For each loaded image it is preprocessed into scale of [-1,1] and feed into vgg_face() model which outputs (1,2262) dimensional Tensor, it is converted into list and append to train and test data.
Also,for each person we label that person in numeric number like
Ex:
{
0: 'modi',
1: 'trump',
2: 'angelamerkel',
3: 'jinping',
....
....
}
We got (x_train, y_train) and (x_test, y_test) as lists ,to use in keras models we first convert them to numpy arrays.
Ex:
```
x_train=np.array(x_train)
y_train=np.array(y_train)
x_test=np.array(x_test)
y_test=np.array(y_test)
```
7. We end up with train data and test data with face embeddings and labels as person encodings.

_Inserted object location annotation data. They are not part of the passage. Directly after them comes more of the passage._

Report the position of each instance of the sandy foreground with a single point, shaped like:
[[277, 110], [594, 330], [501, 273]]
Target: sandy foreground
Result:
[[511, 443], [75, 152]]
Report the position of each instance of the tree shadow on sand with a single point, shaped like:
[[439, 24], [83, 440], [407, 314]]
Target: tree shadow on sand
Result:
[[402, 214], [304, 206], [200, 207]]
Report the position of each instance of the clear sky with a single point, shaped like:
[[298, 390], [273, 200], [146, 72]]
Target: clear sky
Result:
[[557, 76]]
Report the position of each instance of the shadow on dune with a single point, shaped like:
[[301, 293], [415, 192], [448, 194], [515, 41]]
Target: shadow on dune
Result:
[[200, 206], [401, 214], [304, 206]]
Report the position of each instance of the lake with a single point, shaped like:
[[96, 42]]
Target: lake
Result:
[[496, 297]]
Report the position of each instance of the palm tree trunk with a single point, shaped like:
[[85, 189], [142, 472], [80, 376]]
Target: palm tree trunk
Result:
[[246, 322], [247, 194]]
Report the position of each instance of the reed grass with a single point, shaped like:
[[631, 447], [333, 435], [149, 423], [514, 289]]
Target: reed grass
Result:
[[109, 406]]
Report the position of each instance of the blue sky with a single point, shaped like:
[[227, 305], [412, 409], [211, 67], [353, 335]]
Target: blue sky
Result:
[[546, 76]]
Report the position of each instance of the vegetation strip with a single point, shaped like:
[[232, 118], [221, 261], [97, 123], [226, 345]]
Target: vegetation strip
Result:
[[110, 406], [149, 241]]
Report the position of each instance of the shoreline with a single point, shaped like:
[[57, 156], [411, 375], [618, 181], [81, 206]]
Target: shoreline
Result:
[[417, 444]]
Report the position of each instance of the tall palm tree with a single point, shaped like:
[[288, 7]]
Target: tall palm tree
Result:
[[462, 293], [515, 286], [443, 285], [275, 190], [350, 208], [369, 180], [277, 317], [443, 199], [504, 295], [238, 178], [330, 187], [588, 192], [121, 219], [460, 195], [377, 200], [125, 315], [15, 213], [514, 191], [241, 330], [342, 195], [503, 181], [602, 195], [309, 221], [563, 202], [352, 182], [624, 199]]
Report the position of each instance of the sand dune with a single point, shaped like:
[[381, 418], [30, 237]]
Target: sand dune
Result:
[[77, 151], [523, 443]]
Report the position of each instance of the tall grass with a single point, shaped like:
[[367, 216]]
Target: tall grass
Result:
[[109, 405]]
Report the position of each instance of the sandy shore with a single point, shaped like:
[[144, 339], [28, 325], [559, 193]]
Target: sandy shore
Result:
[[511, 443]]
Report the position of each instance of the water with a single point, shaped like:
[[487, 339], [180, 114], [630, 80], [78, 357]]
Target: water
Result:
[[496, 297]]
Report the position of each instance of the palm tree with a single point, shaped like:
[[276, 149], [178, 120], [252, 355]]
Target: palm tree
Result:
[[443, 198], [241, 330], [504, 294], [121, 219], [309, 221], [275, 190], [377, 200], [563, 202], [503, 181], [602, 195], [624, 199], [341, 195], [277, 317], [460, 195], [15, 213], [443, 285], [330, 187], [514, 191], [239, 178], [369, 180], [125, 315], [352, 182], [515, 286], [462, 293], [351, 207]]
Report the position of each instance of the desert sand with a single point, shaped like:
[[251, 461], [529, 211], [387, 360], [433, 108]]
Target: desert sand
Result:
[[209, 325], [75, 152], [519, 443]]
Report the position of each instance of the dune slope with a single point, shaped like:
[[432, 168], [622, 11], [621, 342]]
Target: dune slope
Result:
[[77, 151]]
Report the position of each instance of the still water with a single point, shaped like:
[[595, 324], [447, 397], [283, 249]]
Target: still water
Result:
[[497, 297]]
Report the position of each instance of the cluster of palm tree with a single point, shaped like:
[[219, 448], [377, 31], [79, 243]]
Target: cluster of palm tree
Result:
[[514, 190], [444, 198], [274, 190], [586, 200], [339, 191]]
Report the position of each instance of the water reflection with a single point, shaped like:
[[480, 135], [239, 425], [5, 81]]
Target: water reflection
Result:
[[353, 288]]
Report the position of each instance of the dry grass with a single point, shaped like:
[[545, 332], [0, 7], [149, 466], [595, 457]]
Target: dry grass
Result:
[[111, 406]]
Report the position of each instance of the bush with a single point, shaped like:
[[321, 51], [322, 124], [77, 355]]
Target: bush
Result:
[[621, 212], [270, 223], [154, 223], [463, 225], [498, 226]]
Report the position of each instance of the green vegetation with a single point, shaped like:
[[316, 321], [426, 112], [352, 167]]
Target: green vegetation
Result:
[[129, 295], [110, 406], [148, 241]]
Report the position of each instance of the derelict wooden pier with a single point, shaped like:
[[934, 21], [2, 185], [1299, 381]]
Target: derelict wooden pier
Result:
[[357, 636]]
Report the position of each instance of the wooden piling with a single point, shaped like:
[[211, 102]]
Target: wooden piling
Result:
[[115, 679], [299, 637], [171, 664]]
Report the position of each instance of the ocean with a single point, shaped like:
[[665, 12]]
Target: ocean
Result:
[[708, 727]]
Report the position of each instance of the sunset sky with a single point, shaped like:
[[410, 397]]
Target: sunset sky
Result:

Now we train simple softmax classifier and save model to get predictions for unseen image face in dataset.
```
# Softmax regressor to classify images based on encoding
classifier_model=Sequential()
classifier_model.add(Dense(units=100,input_dim=x_train.shape[1],kernel_initializer='glorot_uniform'))
classifier_model.add(BatchNormalization())
classifier_model.add(Activation('tanh'))
classifier_model.add(Dropout(0.3))
classifier_model.add(Dense(units=10,kernel_initializer='glorot_uniform'))
classifier_model.add(BatchNormalization())
classifier_model.add(Activation('tanh'))
classifier_model.add(Dropout(0.2))
classifier_model.add(Dense(units=6,kernel_initializer='he_uniform'))
classifier_model.add(Activation('softmax'))
classifier_model.compile(
loss=tf.keras.losses.SparseCategoricalCrossentropy(),optimizer='nadam',metrics=['accuracy'])
```
We trained softmax classifier to classify image, it takes face embeddings as input and outputs corresponding image number which is encode for person name.
8. Now we can recognize any face in image if we get embeddings for face with help of vgg_face model and
feed into to classifier then get person name. With opencv draw rectangle box around face and write person name for each face in image.